Ultimate Riders C.C. started out like most car clubs do; a bunch of friends with the same passion for automobiles who begin hanging out and riding around together. Today, most people associate this group of friends with a man named Vernon Maxwell, and the fleet of cars that he has built over the years. While he is a member, this club is composed of about 20 strong members who have united to become more than just a club; they're family.
We caught up with club founder Greg Dixon, who gave us some insight into this amazing club, which was established 12 years ago.
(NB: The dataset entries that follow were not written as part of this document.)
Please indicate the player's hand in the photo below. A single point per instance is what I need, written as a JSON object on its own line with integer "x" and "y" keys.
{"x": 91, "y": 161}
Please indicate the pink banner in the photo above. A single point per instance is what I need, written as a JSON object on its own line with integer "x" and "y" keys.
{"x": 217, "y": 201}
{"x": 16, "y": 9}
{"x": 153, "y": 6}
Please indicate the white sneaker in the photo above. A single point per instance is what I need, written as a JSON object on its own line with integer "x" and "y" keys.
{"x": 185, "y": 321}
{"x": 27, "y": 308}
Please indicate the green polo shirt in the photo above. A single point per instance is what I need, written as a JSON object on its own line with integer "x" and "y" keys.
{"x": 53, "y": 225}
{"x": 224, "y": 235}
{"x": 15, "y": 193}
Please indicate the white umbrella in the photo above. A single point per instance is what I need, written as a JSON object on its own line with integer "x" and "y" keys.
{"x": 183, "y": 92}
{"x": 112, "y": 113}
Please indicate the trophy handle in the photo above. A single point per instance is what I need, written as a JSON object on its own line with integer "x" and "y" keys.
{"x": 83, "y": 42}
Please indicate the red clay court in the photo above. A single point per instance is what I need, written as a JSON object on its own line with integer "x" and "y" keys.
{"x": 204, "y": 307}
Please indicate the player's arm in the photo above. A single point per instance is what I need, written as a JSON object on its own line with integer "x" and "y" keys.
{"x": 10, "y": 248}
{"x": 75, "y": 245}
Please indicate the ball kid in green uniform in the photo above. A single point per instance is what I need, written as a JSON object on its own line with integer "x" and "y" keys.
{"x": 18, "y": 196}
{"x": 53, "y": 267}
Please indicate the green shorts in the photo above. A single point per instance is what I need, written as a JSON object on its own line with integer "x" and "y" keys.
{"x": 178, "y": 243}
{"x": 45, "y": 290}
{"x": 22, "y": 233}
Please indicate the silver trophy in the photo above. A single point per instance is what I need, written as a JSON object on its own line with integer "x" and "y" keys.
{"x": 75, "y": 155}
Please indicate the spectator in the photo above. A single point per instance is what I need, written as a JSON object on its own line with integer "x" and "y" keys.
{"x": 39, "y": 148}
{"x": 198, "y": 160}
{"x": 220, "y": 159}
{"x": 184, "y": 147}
"When we committed to the idea of forming a club, we wanted it to be with people that were going to be serious about it. We wanted to promote a positive family atmosphere for the club, but we were hung up on picking out a name. After taking some time in 1998, we found some inspiration while watching the "Young Hog" and "Cali Swingin'" videos. There was one cat in those videos, "V-Max," who was really doing his thing as a solo rider. After asking around, we knew he had his own business called "Ultimate Hydraulics." Now I wanted the name "Ultimate," for the club, but didn't know Max at the time. I didn't want to step on anybody's toes and just claim the name. Luckily, a mutual friend of both Max's and mine told me that he knew Max and could introduce the two of us. A few months later in San Bernardino, our club was set to do the Black History Parade when we finally met up with Max. Max and I began talking, and I put it all out on the table that I was interested in starting a club with the name "Ultimate." Max listened, and said that he wanted to be a part of it, but not before we could clarify what the club would really be about. We both believed that for a club to have longevity in the Lowrider game, it really has to have a great set of values and an extremely committed group of members. The last thing we'd need would be a bunch of cats that aren't about Lowriding and family. We decided to start the club that day, and we were proud that it happened on the day of the Black History parade, which would forever mark the anniversary of the birth of the club."
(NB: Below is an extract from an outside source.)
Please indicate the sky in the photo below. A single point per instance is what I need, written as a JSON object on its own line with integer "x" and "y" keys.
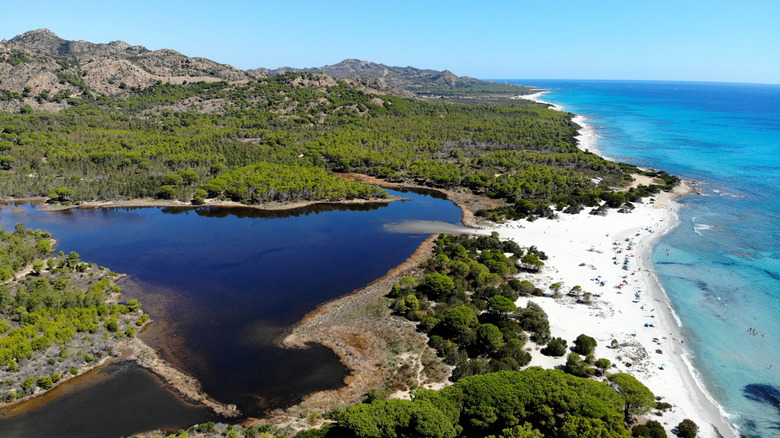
{"x": 685, "y": 40}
"Since that day, we have participated in it every year, and we have become a key figure in the parade. There's a good chance that soon we will become one of the biggest sponsors of the parade. We usually get stereotyped as a Black club; trust me, we've been called everything under the sun. For the most part it has been polite, or at least the derogatory comments were made behind our back and not in front of us. Even though that's how we get categorized, the truth is that we are just a car club. Yes the majority of the club is composed of Black members, but our other chapters, from Utah to the St. Louis chapter, are all mixed. The club is integrated, and we hope that in 2011, the club can put to rest the persona of being labeled as a "Black club." I think that goal will get accomplished, as the other chapters will be out in full force supporting and representing the Ultimate family."
The future of the club is to have fun; more fun than we had last week or the week before. People might wonder what we mean, and it's simple; if you do this as a competition or for bragging rights, it becomes a job, as you need to "keep up with the Joneses." At that point, everything that you can imagine has already been done in the past. It becomes old and that's when this isn't fun anymore. We want to make sure that we don't burn ourselves out and that this club continues on a positive track."
Ultimate Riders welcomes everybody who has a good attitude. If you don't have a family, they can provide one, as the club itself has certainly become one big extended family. If you see them out on the Boulevard, rest assured that it is not simply the quality of their cars that makes this club "Ultimate"; it is their attitude and outlook on life that truly makes this car club worthy of such a perfect name.